Medically approved health tips to improve an athlete’s physical fitness | Health

National Sports Day is observed every year in India on August 29th to commemorate the birth anniversary of hockey legend, Major Dhyan Chand and is dedicated to India’s sports heroes and champions, honouring their contribution and dedication towards bringing laurels to the country. As we extend the celebrations this week with the aim to raise awareness about the values of sports: discipline, perseverance, sportsman spirit, teamwork and encourage public at large to take up sports and make it an integral part of their lives while emphasizing on the importance of being fit and healthy, we got a few experts on board to reveal some medically approved health tips to improve an athlete’s physical fitness.

Sports activities, as beneficial they are for our health in general, can sometimes be a cause of visible or underlying injury that may need immediate medical attention. In an interview with HT Lifestyle, Dr Aashish Contractor, Consultant at Sir HN Reliance Foundation Hospital and Research Centre in the Centre for Rehabilitation Medicine and Sports Medicine, shared, “There isn’t an optimal time to exercise or undertake sports activities, in terms of time of day, meaning you could exercise in the morning, afternoon or evening, with similar benefits. What is important is the timing of activity in relation to adequate sleep and nutrition.”

He advised, “An athlete needs to have an individualised plan to improve fitness as relates to his or her specific sport. For general fitness, one should remain physically active every day and do structured exercise, at least 3 days a week for 30-60 minutes, which could be as simple as a brisk walk.” Physical fitness comprises of a set of components that include endurance/flexibility, muscular strength, cardio-respiratory endurance and body composition and to improve the physical fitness, mainly in athletes, includes many things like workouts, nutrition and hydration.

Asserting that physical fitness defines a state of body health and wellbeing, which allows to perform sports-specific training or in daily activities or occupation, Dr Priyanka Shastri, Consultant Physiotherapist at Masina Hospital in Mumbai, suggested:

1. Workouts can be varied according to game or sports specific. These workouts will ultimately help in improving muscle strength, response time and mental fitness which is essentially needed on ground. Functional exercises can also be included in training or workouts since the primary aim of these exercises is to train specific set of muscles. To make sure there is no building up of plateau, the performed sets of exercises should be changed regularly.

2. Hydration is an essential aspect of athletic performance. Staying hydrated needs to be a priority. Our body temperature increases while exercising and produces heat. As the sweating occurs body starts to cool leading to loss of fluids. One can lose up to 0.5-1lts of fluids during intense exercise routine, so it is advisable to have 1 – 1.5lts of water per hour during workout or physical training.

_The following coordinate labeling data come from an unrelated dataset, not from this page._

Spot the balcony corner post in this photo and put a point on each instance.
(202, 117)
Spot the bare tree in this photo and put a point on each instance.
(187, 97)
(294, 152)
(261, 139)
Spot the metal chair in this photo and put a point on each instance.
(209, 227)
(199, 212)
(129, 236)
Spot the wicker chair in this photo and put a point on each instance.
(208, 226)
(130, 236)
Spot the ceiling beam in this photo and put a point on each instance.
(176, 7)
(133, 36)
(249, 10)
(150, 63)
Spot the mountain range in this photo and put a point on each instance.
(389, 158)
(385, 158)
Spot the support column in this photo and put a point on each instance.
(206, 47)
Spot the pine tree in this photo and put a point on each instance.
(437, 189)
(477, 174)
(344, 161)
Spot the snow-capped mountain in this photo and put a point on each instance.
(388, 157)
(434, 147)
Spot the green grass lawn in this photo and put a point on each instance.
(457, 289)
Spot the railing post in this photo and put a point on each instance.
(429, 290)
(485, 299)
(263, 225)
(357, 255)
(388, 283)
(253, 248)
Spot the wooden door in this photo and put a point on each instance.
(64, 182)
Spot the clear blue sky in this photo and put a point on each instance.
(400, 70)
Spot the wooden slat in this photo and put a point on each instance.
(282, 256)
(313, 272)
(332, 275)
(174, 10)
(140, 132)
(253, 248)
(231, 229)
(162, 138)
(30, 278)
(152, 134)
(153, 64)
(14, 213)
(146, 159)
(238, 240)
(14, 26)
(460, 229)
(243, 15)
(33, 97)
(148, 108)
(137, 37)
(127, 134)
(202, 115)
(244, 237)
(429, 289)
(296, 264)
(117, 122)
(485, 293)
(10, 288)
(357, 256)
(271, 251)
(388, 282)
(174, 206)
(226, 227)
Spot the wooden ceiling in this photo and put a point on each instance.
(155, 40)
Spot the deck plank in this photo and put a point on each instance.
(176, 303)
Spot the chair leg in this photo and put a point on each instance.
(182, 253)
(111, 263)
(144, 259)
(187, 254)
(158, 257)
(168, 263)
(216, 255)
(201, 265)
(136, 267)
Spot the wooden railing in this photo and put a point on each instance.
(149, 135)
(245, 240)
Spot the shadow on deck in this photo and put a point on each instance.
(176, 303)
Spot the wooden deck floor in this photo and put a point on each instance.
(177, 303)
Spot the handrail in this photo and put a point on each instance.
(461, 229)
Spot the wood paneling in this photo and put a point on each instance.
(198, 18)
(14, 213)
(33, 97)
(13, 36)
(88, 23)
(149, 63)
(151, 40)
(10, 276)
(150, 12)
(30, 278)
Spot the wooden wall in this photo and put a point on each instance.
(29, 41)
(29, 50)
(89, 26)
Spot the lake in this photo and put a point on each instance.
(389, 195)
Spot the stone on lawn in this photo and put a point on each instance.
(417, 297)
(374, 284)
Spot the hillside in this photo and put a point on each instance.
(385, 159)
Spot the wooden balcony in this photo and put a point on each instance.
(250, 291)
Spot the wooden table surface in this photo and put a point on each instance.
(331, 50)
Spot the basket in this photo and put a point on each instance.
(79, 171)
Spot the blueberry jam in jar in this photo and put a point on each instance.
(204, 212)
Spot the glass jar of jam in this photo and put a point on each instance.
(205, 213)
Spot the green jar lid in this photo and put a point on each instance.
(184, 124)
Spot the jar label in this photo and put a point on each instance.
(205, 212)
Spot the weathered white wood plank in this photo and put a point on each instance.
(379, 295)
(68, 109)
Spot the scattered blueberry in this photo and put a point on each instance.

3. There should be adequate recovery time since after intense training muscles need time to heal. Body needs to replenish the energy storage. Warm up and cool down exercise adds to the recovery phase like stretching, soft tissue massage which improves athletic performance. Massage too helps to realign muscle tissue, reduce inflammation and tightness and thus aids in proper circulation. Self-massage in form of foam rollers are cheap and easy way to get recovery.

4. Eating right food is one of the most important part of improving athletic performance. Simple carbohydrates and simple sugars are to be avoided and one should try to make a switch to healthier alternatives like complex carbohydrates (whole wheat foods, wholesome vegetables). Generally, 2:1 carbohydrate to protein ratio is sufficient. Proteins is also one of the most important aspects for muscle growth and to repair body tissues but only after carbohydrates reserves have been used up, proteins can be used by the body for energy productions.